Climat des à-coups insoupçonnés

Les changements climatiques ne sont pas nécessairement lents. De récentes études montrent que des « basculements » climatiques se sont déjà produits en moins d’une décennie.

Une Irlande verdoyante transformée en désert de glace. Au large des côtes françaises, des phoques du Groenland nageant entre des morceaux de banquise. Des ours polaires rôdant dans les rues d’Amsterdam…

Telles sont les images qu’évoquent certaines recherches sur l’évolution du climat. Vous avez bien lu : réchauffement de la planète, c’est-à-dire une hausse de la température moyenne à la surface du globe due à l’accumulation de gaz à effet de serre dans l’atmosphère. Plus surprenant encore, certaines études suggèrent qu’un changement radical du climat en Europe du Nord pourrait se produire en seulement dix ans.

Il ne s’agit pas d’une faute de frappe : aucun zéro ne manque à ce chiffre. Des scientifiques ont mis en évidence que le réchauffement climatique peut entraîner des conséquences majeures sur une période bien plus courte qu’on ne l’imaginait, non pas à l’échelle des siècles ou même des décennies, mais parfois en quelques années seulement. Ce phénomène est appelé « basculement climatique ». Certains experts ont ainsi averti que des régions de l’Atlantique Nord pourraient connaître un refroidissement rapide en l’espace d’une décennie. À l’échelle géologique, cela correspond à un simple clin d’œil.
À l’échelle humaine, une telle rapidité de changement serait extrêmement difficile à absorber.

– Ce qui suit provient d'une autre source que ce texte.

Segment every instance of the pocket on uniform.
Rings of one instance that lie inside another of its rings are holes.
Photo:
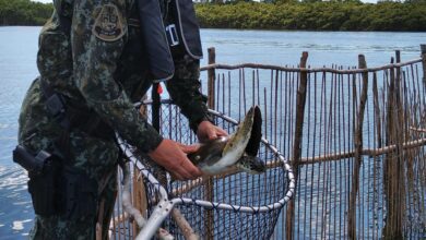
[[[63,79],[72,74],[70,37],[54,22],[43,28],[37,55],[38,70],[46,79]]]

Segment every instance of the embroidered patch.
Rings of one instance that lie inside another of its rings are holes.
[[[105,4],[93,26],[93,34],[105,41],[118,40],[125,35],[121,14],[116,5]]]

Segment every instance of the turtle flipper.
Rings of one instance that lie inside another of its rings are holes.
[[[247,112],[242,122],[239,123],[237,131],[230,135],[228,142],[223,149],[223,156],[232,154],[236,159],[233,163],[227,163],[229,165],[235,164],[245,153],[247,144],[251,136],[251,129],[255,120],[255,110],[256,107],[251,107]]]

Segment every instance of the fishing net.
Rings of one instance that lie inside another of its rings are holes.
[[[236,130],[236,120],[216,111],[211,113],[216,125],[229,133]],[[150,105],[145,115],[151,116]],[[197,142],[187,119],[174,105],[162,104],[159,121],[163,136],[185,144]],[[138,149],[120,139],[119,144],[133,164],[133,205],[149,218],[139,237],[150,238],[146,236],[162,227],[175,239],[188,238],[189,233],[201,239],[269,239],[283,206],[293,195],[291,167],[267,140],[262,140],[258,155],[268,167],[264,173],[234,172],[191,181],[173,181]],[[123,235],[135,237],[134,226],[115,223],[114,235],[117,229],[125,229]]]

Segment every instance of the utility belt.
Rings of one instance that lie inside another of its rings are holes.
[[[95,217],[97,183],[85,173],[46,151],[33,154],[22,145],[13,151],[13,161],[28,171],[28,192],[37,215],[63,215],[71,220]]]
[[[64,215],[68,219],[78,219],[91,214],[95,217],[97,183],[86,173],[76,171],[68,165],[69,133],[71,129],[76,128],[91,136],[111,140],[114,132],[97,115],[71,106],[44,80],[39,81],[49,115],[62,127],[62,132],[55,144],[66,159],[44,149],[33,153],[25,146],[17,145],[13,151],[13,161],[28,171],[28,192],[37,215],[44,217]]]

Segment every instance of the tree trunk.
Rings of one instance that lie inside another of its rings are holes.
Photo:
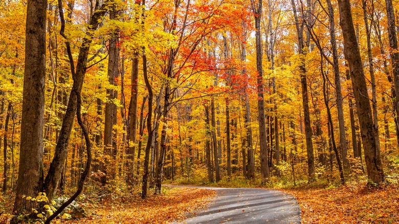
[[[140,121],[139,125],[140,139],[139,140],[139,144],[137,146],[138,152],[137,152],[137,168],[136,169],[136,174],[138,176],[140,171],[140,156],[141,155],[141,146],[142,146],[142,138],[143,138],[143,134],[144,132],[144,126],[145,124],[143,123],[144,120],[144,105],[145,104],[145,101],[147,100],[147,96],[143,97],[143,103],[141,104],[141,109],[140,110]]]
[[[10,122],[10,116],[11,115],[11,102],[8,103],[7,107],[7,116],[6,117],[6,121],[4,123],[4,145],[3,146],[3,155],[4,158],[4,169],[3,174],[3,192],[5,192],[7,190],[7,182],[8,182],[8,170],[10,169],[10,164],[8,162],[8,124]],[[11,142],[12,144],[12,142]]]
[[[337,110],[338,114],[338,127],[340,131],[340,146],[341,146],[341,152],[342,153],[342,161],[344,164],[344,169],[346,171],[348,171],[350,168],[350,166],[347,158],[348,148],[346,145],[346,138],[345,133],[342,93],[341,90],[341,76],[340,75],[339,62],[338,62],[338,52],[337,50],[337,40],[335,36],[334,10],[330,0],[327,0],[327,5],[328,7],[328,20],[330,23],[330,42],[331,43],[331,51],[332,52]]]
[[[213,171],[212,170],[212,164],[211,160],[211,129],[209,124],[209,107],[206,105],[207,103],[205,102],[204,107],[205,108],[205,117],[206,117],[206,156],[207,156],[207,167],[208,168],[208,180],[210,183],[213,182]]]
[[[268,140],[266,136],[266,123],[264,115],[263,96],[263,71],[262,68],[262,36],[260,33],[260,20],[262,14],[262,1],[259,0],[257,6],[251,1],[252,10],[255,14],[255,34],[256,46],[257,91],[258,93],[258,122],[259,123],[259,147],[260,148],[260,173],[262,182],[268,181],[270,177],[268,161]],[[257,6],[257,7],[256,7]]]
[[[227,175],[231,177],[231,146],[230,145],[230,111],[229,100],[226,99],[226,135],[227,148]]]
[[[332,143],[332,149],[335,152],[335,156],[337,159],[337,163],[338,164],[338,168],[340,171],[340,177],[341,177],[341,183],[342,184],[345,184],[345,178],[344,178],[344,170],[342,168],[342,164],[341,163],[341,159],[340,158],[339,153],[338,150],[337,149],[337,145],[335,143],[335,138],[334,137],[334,126],[332,123],[332,119],[331,117],[331,111],[330,110],[330,106],[328,104],[329,99],[327,98],[326,94],[326,77],[324,74],[324,71],[323,71],[323,56],[321,56],[321,60],[320,61],[320,69],[321,72],[321,75],[323,76],[323,95],[324,99],[324,104],[325,104],[326,108],[327,108],[327,118],[328,120],[328,123],[329,125],[328,127],[330,128],[330,135],[331,135],[331,142]]]
[[[136,153],[136,142],[137,132],[137,99],[139,79],[139,55],[135,54],[132,60],[131,64],[131,98],[129,108],[129,146],[127,160],[129,164],[129,173],[127,177],[127,184],[133,186],[135,172],[135,154]]]
[[[378,138],[377,131],[373,122],[362,59],[356,41],[350,3],[349,0],[339,0],[338,5],[340,9],[340,25],[344,37],[344,53],[349,63],[349,72],[352,78],[352,85],[356,100],[367,175],[373,182],[380,183],[384,181],[384,170],[380,156],[380,148],[378,148],[375,139]]]
[[[145,5],[145,1],[143,0],[143,5]],[[147,145],[145,147],[145,156],[144,158],[144,173],[143,175],[143,184],[142,186],[141,198],[144,199],[147,197],[147,187],[148,183],[148,176],[149,172],[148,166],[149,165],[149,154],[151,150],[151,144],[152,142],[152,128],[151,125],[152,111],[152,89],[148,80],[147,74],[147,58],[145,55],[143,56],[143,73],[144,77],[145,86],[148,91],[148,116],[147,117],[147,129],[148,131],[148,139],[147,140]]]
[[[115,7],[109,13],[109,19],[114,19],[117,13]],[[108,77],[109,84],[116,86],[116,79],[119,76],[119,50],[117,47],[118,34],[113,34],[109,40],[108,57]],[[105,155],[103,166],[103,172],[106,175],[102,177],[101,182],[105,185],[108,178],[114,179],[116,167],[109,167],[109,160],[114,159],[117,153],[117,143],[115,136],[117,130],[114,126],[117,123],[117,106],[115,101],[118,98],[118,92],[113,88],[106,89],[107,101],[105,103],[105,116],[104,122],[104,147]],[[109,173],[108,173],[109,172]]]
[[[298,35],[298,46],[299,54],[303,54],[303,35],[302,29],[297,15],[297,10],[294,0],[291,1],[294,11],[294,17],[296,24],[297,34]],[[307,155],[308,176],[309,181],[315,180],[315,156],[313,155],[313,144],[312,142],[312,127],[311,127],[311,117],[309,112],[309,100],[307,96],[307,84],[306,80],[306,70],[304,59],[302,58],[299,65],[299,72],[301,74],[301,85],[302,86],[302,100],[303,107],[303,116],[305,125],[305,137],[306,143],[306,154]]]
[[[362,3],[363,8],[363,15],[364,17],[364,23],[366,28],[366,38],[367,39],[367,57],[368,58],[368,66],[369,71],[370,72],[370,81],[371,82],[371,92],[372,92],[372,98],[371,98],[371,104],[372,105],[372,115],[373,115],[373,121],[374,122],[374,126],[375,126],[375,131],[376,132],[376,136],[375,136],[376,144],[378,148],[381,148],[380,144],[380,133],[379,131],[378,125],[378,115],[377,111],[377,91],[375,86],[375,76],[374,75],[374,68],[373,62],[373,56],[371,53],[371,32],[370,30],[370,26],[368,24],[368,18],[367,15],[367,5],[365,0],[362,0]],[[374,20],[374,12],[371,12],[371,23]]]
[[[77,95],[80,94],[82,90],[84,75],[87,68],[87,56],[91,43],[93,39],[93,31],[97,29],[101,21],[101,17],[104,16],[106,12],[104,8],[105,6],[107,4],[108,1],[109,0],[105,0],[101,8],[99,1],[98,1],[96,3],[95,8],[96,10],[90,19],[87,30],[85,37],[83,38],[81,47],[79,50],[76,70],[73,64],[74,60],[72,53],[68,54],[70,62],[71,62],[71,70],[74,82],[66,110],[65,110],[65,116],[62,120],[62,125],[60,130],[57,145],[55,147],[54,157],[50,164],[49,172],[45,181],[44,190],[47,192],[47,197],[49,200],[52,200],[55,195],[58,183],[61,178],[61,173],[63,169],[66,159],[71,131],[73,126],[75,116],[76,114]],[[63,35],[63,31],[62,31],[61,35]],[[67,46],[70,45],[68,41],[66,41],[66,43]],[[70,47],[67,46],[67,48]]]
[[[220,180],[220,173],[219,169],[219,162],[217,155],[217,141],[216,134],[216,121],[215,119],[215,103],[214,99],[211,100],[211,123],[212,123],[212,137],[213,142],[213,160],[215,167],[215,177],[216,183]]]
[[[397,38],[395,24],[395,14],[393,11],[393,6],[392,0],[385,0],[387,9],[387,19],[388,20],[388,33],[389,37],[389,46],[391,51],[390,52],[392,65],[392,74],[395,86],[395,92],[399,93],[399,51],[397,47]],[[395,97],[394,98],[395,110],[399,113],[399,100]],[[399,127],[399,119],[396,118],[396,126]],[[399,134],[396,133],[396,135]],[[398,137],[399,138],[399,137]],[[399,142],[398,142],[399,144]],[[364,141],[363,141],[364,144]],[[368,167],[367,167],[368,170]]]
[[[31,212],[43,183],[43,122],[46,78],[46,0],[27,3],[19,169],[13,214]],[[16,222],[16,218],[12,223]]]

Une économie ou une agriculture moderne pourraient-elles résister à un bouleversement aussi soudain ?

L’exemple du Sahara illustre bien cette problématique. En juillet 1999, le professeur Martin Claussen et ses collègues de l’Institut de recherche sur le climat de Potsdam, en Allemagne, ont publié des travaux suggérant que le Sahara actuel s’est formé il y a seulement 5 500 ans. Un basculement climatique aurait alors transformé d’immenses pâturages verdoyants en terres arides, contribuant au déclin de civilisations anciennes.

À l’aide d’un modèle informatique intégrant les interactions entre la terre, les océans, l’atmosphère et la végétation, les chercheurs ont montré comment de faibles variations orbitales pouvaient déclencher des changements climatiques majeurs. Ils ont notamment mis en évidence un mécanisme de rétroaction : une légère diminution de la végétation augmente la réflexion du rayonnement solaire par le sol, ce qui réduit les précipitations, entraînant à son tour une nouvelle régression de la végétation. Ce cercle vicieux finit par amplifier considérablement le phénomène.

Selon Martin Claussen, ce mécanisme aurait transformé le Sahara verdoyant en désert en seulement quelques centaines d’années. Une durée extrêmement courte à l’échelle de l’histoire de la planète.

Cette découverte a également conduit les chercheurs à remettre en question certaines explications traditionnelles attribuant la désertification du Sahara à la surexploitation humaine des sols. Selon eux, les facteurs climatiques auraient joué un rôle largement dominant.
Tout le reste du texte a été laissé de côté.